The deceptively simple act of folding suggests doubling, the demarcation of an inside and an outside, the opening and closing of a book and its very construction. Folding also implies unfolding, unveiling, and peeling away – the discovery and dissemination of knowledge. In conception, presentation, and affect, Gwen’s garments can be scriptural and book­like, inviting the viewer to experience the surprising sensations embedded in their tantalisingly textural layers.

With folding comes twisting, bending, dislocation. And in Gwen’s magically manipulated universe bustle pillows are transformed into stately ruffle collars, feathers sprout from human scalps, and musketeer gloves are worn around the mouth, like beaked masks to ward off a future plague. Identity – of the model as well as the garment – is veiled and twisted by the repositioning of familiar items. In this world, creation is an act of deconstruction and re­-presentation. A poignant meditation on the problem of the fragment.

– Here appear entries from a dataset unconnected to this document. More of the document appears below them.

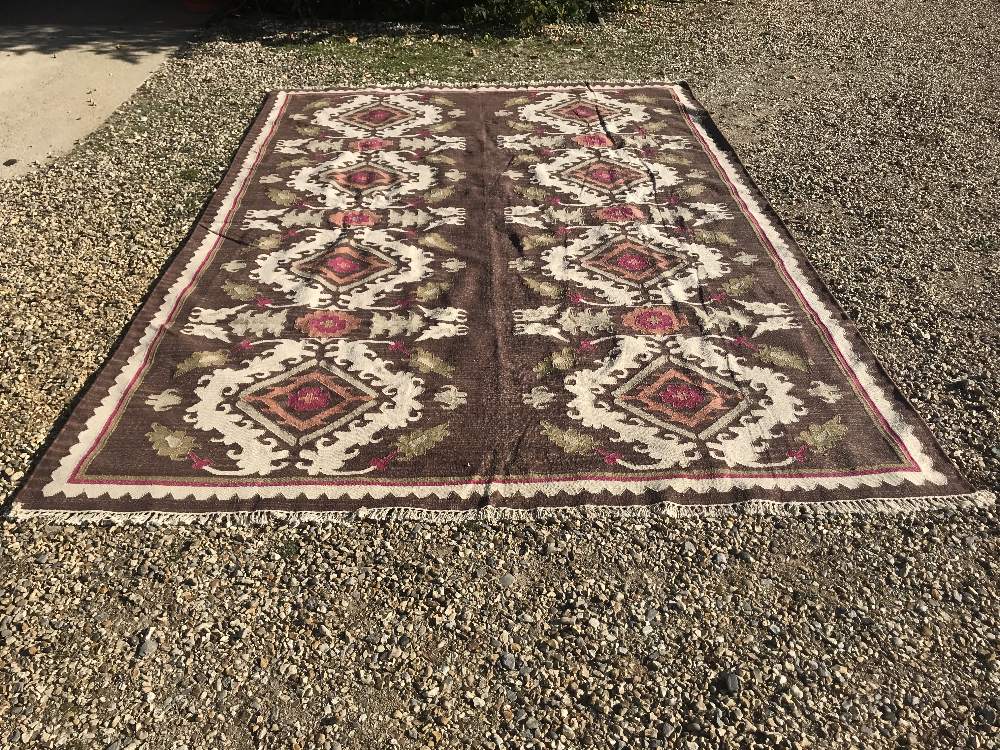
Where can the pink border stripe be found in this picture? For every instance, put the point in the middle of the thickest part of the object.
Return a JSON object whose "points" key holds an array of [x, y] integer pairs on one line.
{"points": [[845, 366], [181, 299]]}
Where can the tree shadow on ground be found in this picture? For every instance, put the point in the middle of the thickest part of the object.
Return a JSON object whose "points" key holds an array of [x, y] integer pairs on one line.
{"points": [[120, 29]]}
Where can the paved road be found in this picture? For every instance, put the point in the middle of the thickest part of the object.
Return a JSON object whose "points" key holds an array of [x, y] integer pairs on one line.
{"points": [[65, 66]]}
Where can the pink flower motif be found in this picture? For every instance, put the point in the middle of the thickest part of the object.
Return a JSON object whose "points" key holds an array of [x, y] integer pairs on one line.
{"points": [[655, 321], [610, 457], [197, 462], [620, 214], [309, 398], [371, 144], [325, 324], [682, 396], [798, 454], [383, 462], [632, 262], [355, 218], [594, 140]]}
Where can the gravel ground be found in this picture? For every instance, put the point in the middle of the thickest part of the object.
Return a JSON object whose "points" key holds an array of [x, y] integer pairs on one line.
{"points": [[867, 124]]}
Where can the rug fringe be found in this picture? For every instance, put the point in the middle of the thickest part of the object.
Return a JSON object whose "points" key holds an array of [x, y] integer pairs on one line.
{"points": [[493, 513]]}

Of course, even time folds back onto itself, crushing the illusion of its linear trajectory. Just as the Renaissance draped itself onto the memory of classical antiquity, so our postmodern present readily collapses into the shards of a lost Rococo world. Take that alarmingly pink mask – made from disassembled Nike shoes. It points to early écorché studies – undoubtedly – but the memory of the eighteenth­-century anatomical prints of Le Blon, merges with their latter­-day manifestation in the infamous plastinated corpses of the Body Worlds exhibitions. Present and past, high and low fold into each other to bring forth something disquietingly new. Here, as in the Age of Enlightenment, science, art, and spectacle blend.

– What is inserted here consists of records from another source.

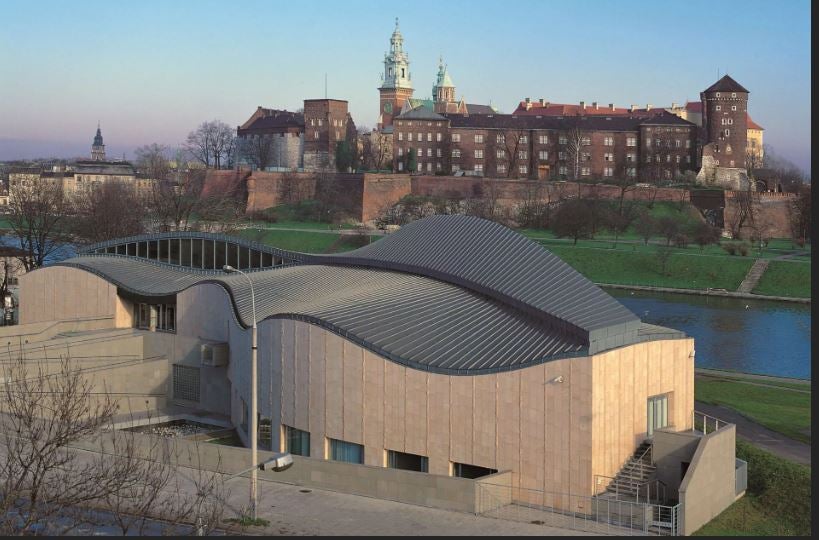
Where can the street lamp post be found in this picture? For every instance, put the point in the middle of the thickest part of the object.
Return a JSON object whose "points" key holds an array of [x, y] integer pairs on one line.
{"points": [[253, 397]]}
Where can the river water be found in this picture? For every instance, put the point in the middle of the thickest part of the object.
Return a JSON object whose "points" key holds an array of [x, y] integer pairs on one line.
{"points": [[753, 336], [766, 337]]}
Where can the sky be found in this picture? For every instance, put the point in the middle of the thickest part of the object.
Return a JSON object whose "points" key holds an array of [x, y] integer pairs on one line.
{"points": [[151, 71]]}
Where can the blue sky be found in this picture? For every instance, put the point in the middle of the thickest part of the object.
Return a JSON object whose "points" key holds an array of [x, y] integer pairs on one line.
{"points": [[152, 70]]}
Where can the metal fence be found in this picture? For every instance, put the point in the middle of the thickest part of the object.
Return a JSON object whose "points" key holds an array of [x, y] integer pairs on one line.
{"points": [[741, 476], [601, 514]]}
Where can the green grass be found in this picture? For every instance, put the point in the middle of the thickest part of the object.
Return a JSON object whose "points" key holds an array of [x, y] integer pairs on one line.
{"points": [[305, 242], [777, 501], [784, 278], [634, 267], [783, 411]]}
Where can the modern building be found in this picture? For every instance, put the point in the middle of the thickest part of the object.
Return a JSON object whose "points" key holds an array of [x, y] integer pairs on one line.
{"points": [[453, 347]]}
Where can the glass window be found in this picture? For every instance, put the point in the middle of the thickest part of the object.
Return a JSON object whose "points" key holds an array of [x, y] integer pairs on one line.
{"points": [[346, 451], [296, 441], [463, 470], [407, 462], [208, 253]]}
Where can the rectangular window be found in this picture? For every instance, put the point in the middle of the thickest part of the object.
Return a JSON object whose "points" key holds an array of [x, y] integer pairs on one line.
{"points": [[407, 462], [346, 451], [463, 470], [296, 441], [186, 382]]}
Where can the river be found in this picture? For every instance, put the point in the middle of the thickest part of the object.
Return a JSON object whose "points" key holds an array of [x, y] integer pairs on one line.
{"points": [[753, 336], [766, 337]]}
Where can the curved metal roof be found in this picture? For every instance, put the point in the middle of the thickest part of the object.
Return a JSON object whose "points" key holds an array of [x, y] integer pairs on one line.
{"points": [[476, 256], [412, 320]]}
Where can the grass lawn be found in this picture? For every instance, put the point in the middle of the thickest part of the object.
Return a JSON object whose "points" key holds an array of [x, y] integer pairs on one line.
{"points": [[784, 411], [305, 242], [630, 267], [776, 503], [784, 278]]}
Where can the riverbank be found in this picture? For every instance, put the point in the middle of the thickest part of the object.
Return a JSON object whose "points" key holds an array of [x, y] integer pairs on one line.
{"points": [[706, 292]]}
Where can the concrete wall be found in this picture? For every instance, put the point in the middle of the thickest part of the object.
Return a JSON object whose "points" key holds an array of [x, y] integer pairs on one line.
{"points": [[623, 380], [709, 485], [672, 448], [61, 293], [445, 492]]}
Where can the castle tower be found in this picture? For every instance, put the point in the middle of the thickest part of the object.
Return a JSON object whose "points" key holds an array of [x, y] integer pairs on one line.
{"points": [[396, 84], [98, 149], [443, 90], [724, 110]]}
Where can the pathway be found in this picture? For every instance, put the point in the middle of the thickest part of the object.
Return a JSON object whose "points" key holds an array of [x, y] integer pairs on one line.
{"points": [[773, 442], [753, 276]]}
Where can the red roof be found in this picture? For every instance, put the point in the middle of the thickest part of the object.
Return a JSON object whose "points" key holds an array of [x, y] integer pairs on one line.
{"points": [[564, 109]]}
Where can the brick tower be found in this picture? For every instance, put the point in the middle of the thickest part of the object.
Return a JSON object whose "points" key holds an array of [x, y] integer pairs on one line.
{"points": [[396, 83], [725, 133]]}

Just as theatre is the essence of the Baroque spirit, the tactile textile architectures of Gwen’s creations embody in their mesmerizing revolutions the disorienting dreamscapes of the stage. Conceived as volumetric sketches, his carefully engineered bozzetti for the opera do much more than decorate a setting. They bring to life a timeless vision – utopian in so far as no single place or topos could account for them or circumscribe them. Through the revolution and discombobulation enacted by the fold, space­-age Shinto priests play grand viziers in high­-viz fabrics, overseeing draped workmen descended from the enigmatic Dutch peasants of Caesar van Everdingen. Eschewing definition – lexical as well as geographic – these sketches embrace the realm of universal experience, inspiring a collective dream that blurs the boundaries of creative pursuits.

Perhaps what makes all of Gwen’s fashion designs so compelling is not that they are about history or spectacle, but rather that in their making they are a poetic meditation on human culture. In that sense, they are art. They are theatre.